Article | - 4:49 pm
During the radio program The Love School Answers, Mariana, who lives in Brazil, sought advice from professors Renato and Cristiane Cardoso. She explained that she has been having a tough time with her stepfather, who doesn’t want her living in their home. Her fiancé, currently unemployed and living in another state, suggested that she move in with his mother to escape the situation, but Mariana is hesitant about this option.
MARIANA—I’m going through a very difficult time because my stepfather doesn’t like me and doesn’t want me in the house. My fiancé, who is unemployed right now, wants me to stay at his mother’s house, but I don’t want to. What should I do?
RENATO—Let me be very clear: leaving your parents’ house is never a good reason to get married or to live with someone. Typically, the motivation is to escape a problem, and, as a result, the implications of such a decision are often overlooked. While moving in with your fiancé’s mother—and him—might seem like a good short-term solution, you need to consider that he is unemployed. Living together before marriage can lead to complacency; why would he feel the need to marry you if you’re already living together? Making this decision solely to escape your home situation is not conducive to your love life. You will leave one problem only to enter another. It’s essential to address the issues with your stepfather and your mother first.
CRISTIANE—Allowing your partner to “do you a favor” by giving you a place to stay can start your relationship on shaky ground. If your future involves marriage, he might later remind you that he took you in when you had nowhere else to go. This dynamic can be harmful because it may lead him to feel entitled to mistreat you or hold it over your head. Unfortunately, this is common among young women who seek to escape problems at home without realizing that they’re compromising their sense of agency. Consider that you would be leaving the only family support you have to live with someone else’s family, who will have their own rules. If you don’t accept their guidelines, where will you go? Don’t abandon your home! See if he loves you enough to say, “We care for each other, so I will work hard to find us our own place, and we’ll get married because I want you in my family.”

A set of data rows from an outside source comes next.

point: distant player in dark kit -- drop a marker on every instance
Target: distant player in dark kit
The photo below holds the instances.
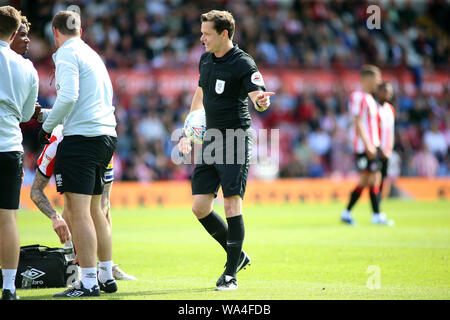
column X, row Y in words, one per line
column 228, row 76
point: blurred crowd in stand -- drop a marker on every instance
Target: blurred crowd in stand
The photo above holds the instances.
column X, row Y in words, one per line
column 324, row 35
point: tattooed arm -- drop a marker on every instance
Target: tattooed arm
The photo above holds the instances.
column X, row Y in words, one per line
column 38, row 196
column 40, row 199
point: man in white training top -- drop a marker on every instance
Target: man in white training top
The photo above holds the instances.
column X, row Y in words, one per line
column 84, row 106
column 19, row 85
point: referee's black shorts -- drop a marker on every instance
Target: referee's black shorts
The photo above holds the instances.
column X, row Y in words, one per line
column 229, row 168
column 81, row 163
column 11, row 164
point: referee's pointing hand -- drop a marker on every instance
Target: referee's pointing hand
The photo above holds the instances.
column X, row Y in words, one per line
column 263, row 99
column 43, row 137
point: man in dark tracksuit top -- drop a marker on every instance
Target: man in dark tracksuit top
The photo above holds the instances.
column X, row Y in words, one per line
column 228, row 76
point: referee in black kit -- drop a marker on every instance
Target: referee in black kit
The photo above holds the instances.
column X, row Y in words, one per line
column 228, row 76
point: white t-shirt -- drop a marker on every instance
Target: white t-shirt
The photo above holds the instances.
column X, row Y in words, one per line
column 19, row 85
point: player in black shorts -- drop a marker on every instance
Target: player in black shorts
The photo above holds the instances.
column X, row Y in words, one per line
column 228, row 76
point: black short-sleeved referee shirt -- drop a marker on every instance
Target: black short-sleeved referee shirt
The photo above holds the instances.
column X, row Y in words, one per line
column 226, row 82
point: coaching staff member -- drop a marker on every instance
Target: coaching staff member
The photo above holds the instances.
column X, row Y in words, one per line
column 227, row 76
column 84, row 106
column 19, row 85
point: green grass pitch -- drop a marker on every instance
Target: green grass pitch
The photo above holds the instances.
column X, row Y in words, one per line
column 298, row 252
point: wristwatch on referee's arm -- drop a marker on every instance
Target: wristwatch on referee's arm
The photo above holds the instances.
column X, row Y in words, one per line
column 259, row 107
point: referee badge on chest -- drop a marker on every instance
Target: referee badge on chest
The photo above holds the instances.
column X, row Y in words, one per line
column 220, row 86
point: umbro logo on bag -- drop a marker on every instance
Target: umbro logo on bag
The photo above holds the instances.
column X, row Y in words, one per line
column 32, row 273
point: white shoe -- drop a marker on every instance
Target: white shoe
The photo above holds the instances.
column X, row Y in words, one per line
column 120, row 275
column 228, row 283
column 346, row 217
column 381, row 219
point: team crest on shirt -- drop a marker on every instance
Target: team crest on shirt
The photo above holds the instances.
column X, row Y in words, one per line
column 257, row 79
column 220, row 86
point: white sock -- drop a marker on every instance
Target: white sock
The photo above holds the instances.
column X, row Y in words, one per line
column 105, row 271
column 9, row 278
column 89, row 277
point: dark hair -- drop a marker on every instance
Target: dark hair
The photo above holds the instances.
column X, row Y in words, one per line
column 370, row 70
column 67, row 22
column 25, row 22
column 9, row 21
column 222, row 20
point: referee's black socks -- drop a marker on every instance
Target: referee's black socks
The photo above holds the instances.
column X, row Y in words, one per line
column 216, row 227
column 375, row 199
column 235, row 239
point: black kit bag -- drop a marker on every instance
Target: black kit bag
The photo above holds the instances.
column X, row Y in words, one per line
column 43, row 267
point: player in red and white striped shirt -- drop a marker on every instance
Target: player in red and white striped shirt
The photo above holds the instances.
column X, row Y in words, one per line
column 386, row 118
column 365, row 141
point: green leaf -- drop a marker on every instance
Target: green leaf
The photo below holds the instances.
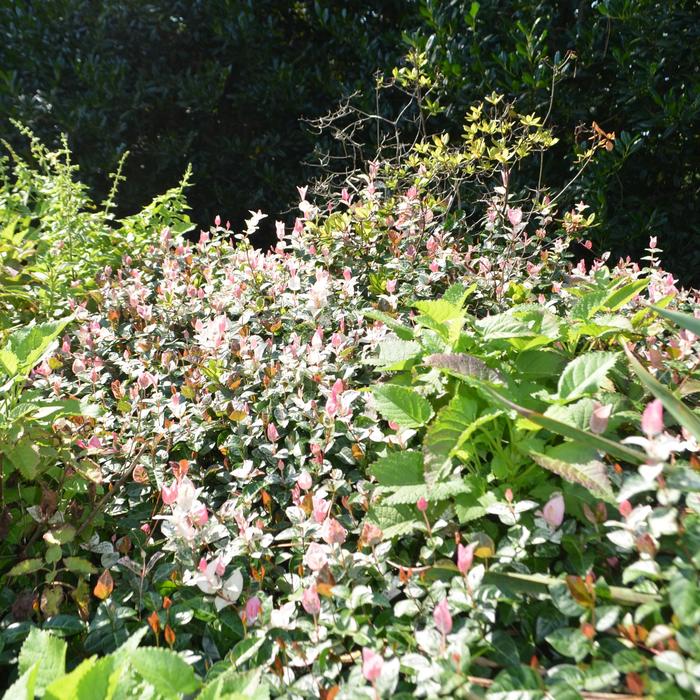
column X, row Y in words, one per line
column 233, row 685
column 446, row 434
column 399, row 469
column 101, row 679
column 28, row 566
column 65, row 625
column 26, row 347
column 540, row 363
column 46, row 650
column 403, row 332
column 592, row 474
column 570, row 642
column 401, row 405
column 66, row 687
column 457, row 294
column 440, row 310
column 394, row 521
column 165, row 670
column 79, row 566
column 618, row 298
column 589, row 439
column 24, row 687
column 588, row 305
column 690, row 323
column 585, row 374
column 463, row 366
column 673, row 405
column 410, row 493
column 396, row 354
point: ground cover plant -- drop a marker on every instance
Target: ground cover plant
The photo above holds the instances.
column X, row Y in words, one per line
column 404, row 453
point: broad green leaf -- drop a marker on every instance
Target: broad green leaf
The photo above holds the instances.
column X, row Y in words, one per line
column 463, row 366
column 576, row 414
column 674, row 406
column 403, row 332
column 26, row 347
column 28, row 566
column 401, row 405
column 233, row 685
column 165, row 670
column 524, row 321
column 585, row 374
column 596, row 441
column 440, row 310
column 541, row 584
column 66, row 687
column 65, row 625
column 592, row 475
column 618, row 298
column 570, row 642
column 504, row 326
column 394, row 520
column 457, row 294
column 24, row 687
column 540, row 363
column 46, row 650
column 588, row 305
column 399, row 469
column 445, row 434
column 690, row 323
column 396, row 354
column 79, row 566
column 102, row 678
column 684, row 595
column 441, row 491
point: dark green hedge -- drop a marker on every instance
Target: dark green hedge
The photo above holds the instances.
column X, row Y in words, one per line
column 223, row 83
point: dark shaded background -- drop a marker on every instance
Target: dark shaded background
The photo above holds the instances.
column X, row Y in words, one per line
column 223, row 83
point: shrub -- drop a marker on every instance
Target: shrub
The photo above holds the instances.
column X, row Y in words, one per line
column 379, row 459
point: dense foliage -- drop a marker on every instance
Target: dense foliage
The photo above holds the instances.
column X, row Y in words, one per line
column 221, row 84
column 405, row 452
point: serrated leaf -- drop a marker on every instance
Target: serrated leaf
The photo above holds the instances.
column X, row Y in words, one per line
column 438, row 492
column 588, row 305
column 401, row 405
column 403, row 332
column 79, row 566
column 394, row 521
column 101, row 679
column 439, row 310
column 589, row 439
column 673, row 405
column 456, row 294
column 399, row 469
column 165, row 670
column 591, row 475
column 690, row 323
column 618, row 298
column 66, row 687
column 46, row 650
column 585, row 374
column 26, row 347
column 236, row 685
column 28, row 566
column 395, row 354
column 462, row 365
column 445, row 434
column 24, row 687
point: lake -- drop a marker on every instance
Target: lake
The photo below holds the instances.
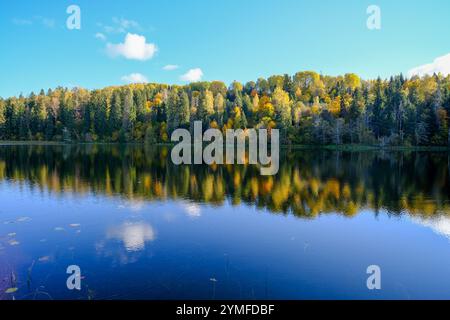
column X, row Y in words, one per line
column 140, row 227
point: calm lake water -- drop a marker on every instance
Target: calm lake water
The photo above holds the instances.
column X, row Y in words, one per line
column 140, row 227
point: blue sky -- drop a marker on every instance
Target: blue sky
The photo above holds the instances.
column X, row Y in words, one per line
column 226, row 39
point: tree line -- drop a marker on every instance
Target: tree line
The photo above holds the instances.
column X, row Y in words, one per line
column 307, row 108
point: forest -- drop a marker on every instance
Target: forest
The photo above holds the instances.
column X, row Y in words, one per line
column 308, row 108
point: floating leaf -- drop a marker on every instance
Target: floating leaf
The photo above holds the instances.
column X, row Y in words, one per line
column 11, row 290
column 44, row 259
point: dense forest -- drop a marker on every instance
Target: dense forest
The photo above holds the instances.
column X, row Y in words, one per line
column 308, row 108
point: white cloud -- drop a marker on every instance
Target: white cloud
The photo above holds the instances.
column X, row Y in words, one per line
column 22, row 22
column 135, row 78
column 439, row 65
column 135, row 47
column 46, row 22
column 440, row 225
column 120, row 25
column 100, row 36
column 191, row 209
column 192, row 75
column 170, row 67
column 133, row 235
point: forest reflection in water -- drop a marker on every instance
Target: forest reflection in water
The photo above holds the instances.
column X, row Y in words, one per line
column 309, row 182
column 141, row 227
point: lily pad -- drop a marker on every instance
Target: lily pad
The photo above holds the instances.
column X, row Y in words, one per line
column 44, row 259
column 11, row 290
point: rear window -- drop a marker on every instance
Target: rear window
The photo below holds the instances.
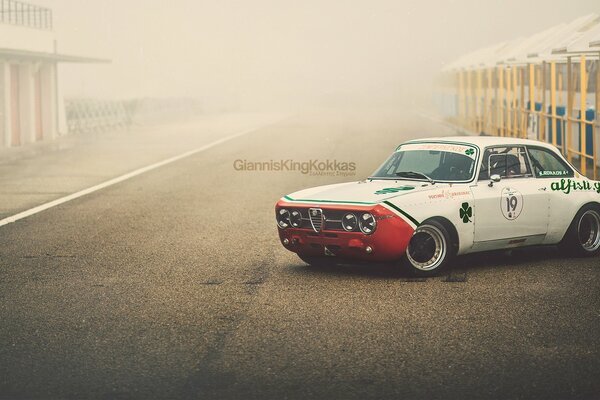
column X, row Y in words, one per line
column 547, row 164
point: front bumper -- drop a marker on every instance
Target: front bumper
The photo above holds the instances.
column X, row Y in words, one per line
column 387, row 243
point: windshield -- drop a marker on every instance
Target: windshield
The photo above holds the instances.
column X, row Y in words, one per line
column 437, row 161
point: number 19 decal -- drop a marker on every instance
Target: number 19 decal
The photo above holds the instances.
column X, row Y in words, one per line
column 511, row 203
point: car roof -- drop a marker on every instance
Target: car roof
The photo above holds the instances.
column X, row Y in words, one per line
column 484, row 141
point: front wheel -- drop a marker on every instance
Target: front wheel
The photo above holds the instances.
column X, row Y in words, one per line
column 429, row 250
column 583, row 236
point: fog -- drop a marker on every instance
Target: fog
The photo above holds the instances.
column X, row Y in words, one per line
column 268, row 53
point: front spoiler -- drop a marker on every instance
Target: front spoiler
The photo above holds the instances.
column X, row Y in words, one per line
column 387, row 243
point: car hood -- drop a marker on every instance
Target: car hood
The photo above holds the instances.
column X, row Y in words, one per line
column 368, row 192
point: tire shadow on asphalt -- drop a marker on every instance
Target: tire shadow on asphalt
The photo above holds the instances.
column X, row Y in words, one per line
column 458, row 272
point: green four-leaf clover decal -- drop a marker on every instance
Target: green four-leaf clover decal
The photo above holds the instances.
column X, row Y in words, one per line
column 466, row 212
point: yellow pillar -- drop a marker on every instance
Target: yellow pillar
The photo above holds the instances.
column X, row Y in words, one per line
column 543, row 114
column 596, row 112
column 488, row 111
column 461, row 99
column 470, row 110
column 508, row 107
column 553, row 99
column 532, row 91
column 570, row 95
column 480, row 111
column 500, row 100
column 514, row 103
column 583, row 97
column 522, row 112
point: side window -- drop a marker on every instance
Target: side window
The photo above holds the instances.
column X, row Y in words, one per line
column 506, row 161
column 547, row 164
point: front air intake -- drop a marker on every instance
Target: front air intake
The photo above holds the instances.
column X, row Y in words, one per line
column 316, row 218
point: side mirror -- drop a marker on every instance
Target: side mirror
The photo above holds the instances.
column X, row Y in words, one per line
column 494, row 179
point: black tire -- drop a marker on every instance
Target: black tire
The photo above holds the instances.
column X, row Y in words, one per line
column 316, row 261
column 583, row 236
column 429, row 251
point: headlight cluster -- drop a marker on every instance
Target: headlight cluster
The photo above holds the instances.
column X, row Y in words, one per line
column 351, row 222
column 365, row 222
column 287, row 218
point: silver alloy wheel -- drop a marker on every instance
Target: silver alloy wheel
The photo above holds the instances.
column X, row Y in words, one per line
column 427, row 248
column 588, row 230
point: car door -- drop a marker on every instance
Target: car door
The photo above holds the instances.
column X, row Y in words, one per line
column 514, row 210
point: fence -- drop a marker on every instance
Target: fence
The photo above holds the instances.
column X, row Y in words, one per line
column 552, row 98
column 24, row 14
column 87, row 115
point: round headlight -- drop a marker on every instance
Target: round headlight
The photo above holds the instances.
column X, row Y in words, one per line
column 367, row 223
column 283, row 218
column 296, row 219
column 349, row 222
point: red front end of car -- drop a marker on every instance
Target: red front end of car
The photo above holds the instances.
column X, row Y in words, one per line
column 339, row 231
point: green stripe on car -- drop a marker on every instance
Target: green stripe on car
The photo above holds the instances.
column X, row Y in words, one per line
column 407, row 215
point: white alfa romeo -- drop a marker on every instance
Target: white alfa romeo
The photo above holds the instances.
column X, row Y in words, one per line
column 433, row 199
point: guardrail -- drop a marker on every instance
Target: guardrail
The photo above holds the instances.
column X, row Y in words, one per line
column 88, row 115
column 25, row 14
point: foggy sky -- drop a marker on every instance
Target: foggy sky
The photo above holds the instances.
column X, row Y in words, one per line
column 279, row 50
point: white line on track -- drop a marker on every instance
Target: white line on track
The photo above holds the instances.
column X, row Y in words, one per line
column 81, row 193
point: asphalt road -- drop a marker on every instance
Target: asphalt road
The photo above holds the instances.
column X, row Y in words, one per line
column 174, row 285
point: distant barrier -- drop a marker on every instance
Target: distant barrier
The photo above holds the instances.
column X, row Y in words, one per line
column 91, row 115
column 87, row 115
column 24, row 14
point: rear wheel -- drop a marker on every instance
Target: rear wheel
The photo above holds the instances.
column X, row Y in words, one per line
column 429, row 250
column 583, row 236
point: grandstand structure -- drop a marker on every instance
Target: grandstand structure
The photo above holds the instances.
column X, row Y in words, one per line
column 544, row 87
column 31, row 105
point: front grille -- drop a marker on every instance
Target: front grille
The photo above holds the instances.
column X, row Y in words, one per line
column 331, row 220
column 316, row 218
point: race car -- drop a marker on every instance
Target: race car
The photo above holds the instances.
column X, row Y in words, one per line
column 434, row 199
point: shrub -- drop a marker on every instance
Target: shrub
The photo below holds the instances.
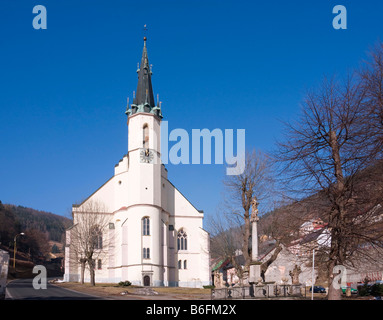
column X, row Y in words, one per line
column 377, row 290
column 124, row 283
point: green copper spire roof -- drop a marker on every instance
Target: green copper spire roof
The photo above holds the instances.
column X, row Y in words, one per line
column 144, row 99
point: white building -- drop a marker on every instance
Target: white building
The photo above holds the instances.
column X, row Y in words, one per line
column 154, row 235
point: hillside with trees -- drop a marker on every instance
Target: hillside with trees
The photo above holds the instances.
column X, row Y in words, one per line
column 40, row 229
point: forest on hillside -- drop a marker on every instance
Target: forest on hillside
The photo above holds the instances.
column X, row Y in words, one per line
column 39, row 227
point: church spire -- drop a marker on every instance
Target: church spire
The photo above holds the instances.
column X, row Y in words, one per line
column 144, row 98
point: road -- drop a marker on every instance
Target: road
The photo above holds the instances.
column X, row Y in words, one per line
column 22, row 289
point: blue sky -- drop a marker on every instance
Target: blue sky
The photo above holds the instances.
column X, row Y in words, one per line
column 216, row 64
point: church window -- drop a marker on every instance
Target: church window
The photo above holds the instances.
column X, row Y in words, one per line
column 146, row 226
column 182, row 240
column 145, row 138
column 97, row 238
column 146, row 253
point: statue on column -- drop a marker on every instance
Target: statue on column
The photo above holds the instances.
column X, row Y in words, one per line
column 254, row 210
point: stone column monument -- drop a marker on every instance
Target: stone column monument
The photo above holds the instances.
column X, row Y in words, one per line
column 255, row 265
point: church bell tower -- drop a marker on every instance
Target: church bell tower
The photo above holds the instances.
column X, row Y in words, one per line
column 144, row 136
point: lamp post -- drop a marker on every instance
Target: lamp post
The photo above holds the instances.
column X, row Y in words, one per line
column 14, row 249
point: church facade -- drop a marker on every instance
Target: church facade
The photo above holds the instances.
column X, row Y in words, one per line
column 152, row 235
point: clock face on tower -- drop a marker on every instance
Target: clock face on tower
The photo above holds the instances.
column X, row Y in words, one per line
column 146, row 156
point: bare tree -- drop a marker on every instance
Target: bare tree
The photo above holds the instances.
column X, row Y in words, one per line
column 226, row 239
column 88, row 238
column 323, row 152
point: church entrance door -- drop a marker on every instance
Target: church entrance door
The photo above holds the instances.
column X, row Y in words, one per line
column 146, row 281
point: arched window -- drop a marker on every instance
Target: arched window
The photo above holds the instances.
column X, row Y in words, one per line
column 96, row 237
column 182, row 243
column 146, row 253
column 146, row 226
column 145, row 136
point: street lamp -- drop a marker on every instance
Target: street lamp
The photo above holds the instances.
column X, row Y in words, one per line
column 14, row 249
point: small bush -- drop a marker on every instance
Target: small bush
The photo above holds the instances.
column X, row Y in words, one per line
column 377, row 290
column 124, row 283
column 209, row 287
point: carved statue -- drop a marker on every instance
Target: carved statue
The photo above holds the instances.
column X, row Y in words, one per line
column 294, row 274
column 254, row 210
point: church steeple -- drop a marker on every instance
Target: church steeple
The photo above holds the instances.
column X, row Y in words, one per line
column 144, row 98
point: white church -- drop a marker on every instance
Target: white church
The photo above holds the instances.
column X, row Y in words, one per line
column 154, row 235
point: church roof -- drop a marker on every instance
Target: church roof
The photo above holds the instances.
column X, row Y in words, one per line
column 144, row 98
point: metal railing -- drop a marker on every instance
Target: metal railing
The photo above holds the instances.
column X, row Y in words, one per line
column 258, row 291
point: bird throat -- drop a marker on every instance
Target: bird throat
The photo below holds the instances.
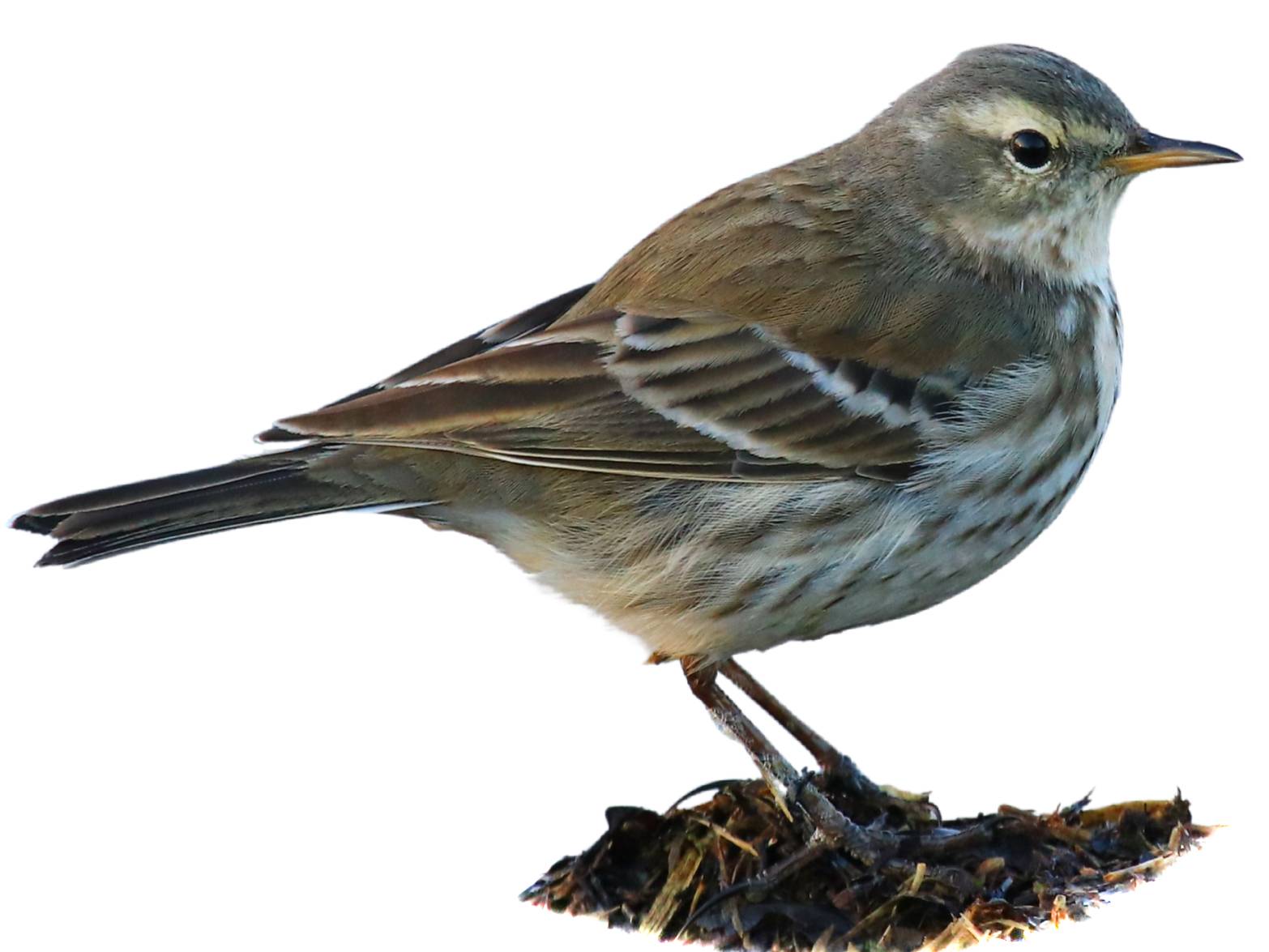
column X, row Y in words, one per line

RENATO—Additionally, it’s essential to recognize that your challenges with your stepfather and potentially your mother involve relationship dynamics. If you can’t resolve these issues at home, that inability to manage domestic problems could carry over into your new relationship. While your mother-in-law might be a lovely person, most mothers prefer to maintain boundaries when it comes to their sons living with girlfriends. This can lead to resentment, criticism, and negative comments. How will you handle that? The best approach, Mariana, is to try to negotiate a peace agreement at home. If you are in an abusive situation with your family, however, consider finding a different place to stay until you sort out your marriage with him.